Этот случай был задолго до того, как он пришёл в милицию менять автомобильные права с поддельной справкой.
На стене красовалось написанное красным грифелем стихотворение:
«Я знаю точно наперёд —
Сегодня кто-нибудь умрёт!
Я знаю – где, я знаю – как!
Я не гадалка! Я – маньяк!»
Вьетнам Вьетнамом, а работать Генасту не хотелось ни минуты. Нигде. Никогда. И ни за какие деньги.
Ему страстно хотелось знать, был ли Юдий Цезарь педерастом, где теперь находится янтарная комната, кто убил царевича Димитрия, но знать, где находится его работа – не хотелось.

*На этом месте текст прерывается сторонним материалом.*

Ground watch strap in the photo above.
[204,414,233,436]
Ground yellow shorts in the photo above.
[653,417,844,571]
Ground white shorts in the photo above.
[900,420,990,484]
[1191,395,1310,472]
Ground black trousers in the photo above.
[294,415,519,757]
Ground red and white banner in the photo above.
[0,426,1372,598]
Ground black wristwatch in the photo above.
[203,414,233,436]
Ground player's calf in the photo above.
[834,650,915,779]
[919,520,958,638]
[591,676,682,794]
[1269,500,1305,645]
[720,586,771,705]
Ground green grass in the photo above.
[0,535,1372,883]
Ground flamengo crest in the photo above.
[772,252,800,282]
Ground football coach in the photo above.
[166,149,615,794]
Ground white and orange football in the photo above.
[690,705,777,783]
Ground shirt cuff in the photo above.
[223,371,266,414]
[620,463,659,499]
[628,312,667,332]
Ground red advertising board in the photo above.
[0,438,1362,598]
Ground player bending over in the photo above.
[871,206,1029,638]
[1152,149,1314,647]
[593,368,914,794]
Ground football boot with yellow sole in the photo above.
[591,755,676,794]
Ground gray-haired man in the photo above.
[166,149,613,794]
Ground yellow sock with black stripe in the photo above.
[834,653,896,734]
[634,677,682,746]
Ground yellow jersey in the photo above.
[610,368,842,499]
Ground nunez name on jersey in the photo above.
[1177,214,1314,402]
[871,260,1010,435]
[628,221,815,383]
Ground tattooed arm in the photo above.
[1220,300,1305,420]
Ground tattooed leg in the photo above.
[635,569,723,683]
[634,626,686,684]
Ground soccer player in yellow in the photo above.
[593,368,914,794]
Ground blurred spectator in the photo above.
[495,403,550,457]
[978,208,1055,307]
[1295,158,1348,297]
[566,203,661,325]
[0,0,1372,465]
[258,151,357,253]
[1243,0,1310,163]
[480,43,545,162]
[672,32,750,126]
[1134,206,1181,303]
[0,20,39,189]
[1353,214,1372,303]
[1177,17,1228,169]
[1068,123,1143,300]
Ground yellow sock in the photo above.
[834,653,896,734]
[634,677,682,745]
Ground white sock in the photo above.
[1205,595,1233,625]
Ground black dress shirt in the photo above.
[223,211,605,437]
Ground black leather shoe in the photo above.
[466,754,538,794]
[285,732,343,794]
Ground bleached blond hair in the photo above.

Итак, в яркий солнечный летний полдень, приодевшись, как подобает для подобных случаев, он явился в отдел кадров радивозавода, полагая, что всегдашний отставной кгб-шник со зверской рожей сразу же раскрасит его бумагу словами «Вакансий нет», и автоподписью, после чего можно будет спокойно идти вприпрыжку домой. Но зверской рожи не было, а была маленькая ушлая женщина с мелкокалиберными грудями и здоровенным красным карандашом в руке. В комнате играло игривое радиво, выдавая самодеятельные мелодии. Помимо этого звучала пишущая машинка – женщина била по клавишам, как цирковой заяц по барабану. Сумочка привычно пахла дешёвой парфюмерией и слегка неудовлетворённой семейной жизнью.
Увидев вошедшего, женщина-заяц превратился в женщину-львицу и оборотила к вошедшему внимательное лицо. В лёгком недоумении и ещё не подозревая грядущей беды, соискатель подал ей свои бумаги и вдруг услышал ласковое: «А, вы к нам? Вот и хорошо! У нас есть чудная вакансия для вас!»
Генаст опешил. Он посмотрел на заботливую женщину глазами человека, покинувшего этот мир. Работать на злосчастном радивозаводе не хотелось даже директором, не говоря уже о мизерных и потому особо омерзительных просторабочих должностях.
– Но… я, – сделав крюк и расспросив о трагическом и безысходном положении завода и получив подобающие сверх – оптимистические ответы, нерешительно начал Генаст, тщательно подбирая слова и не находя их, – Но я…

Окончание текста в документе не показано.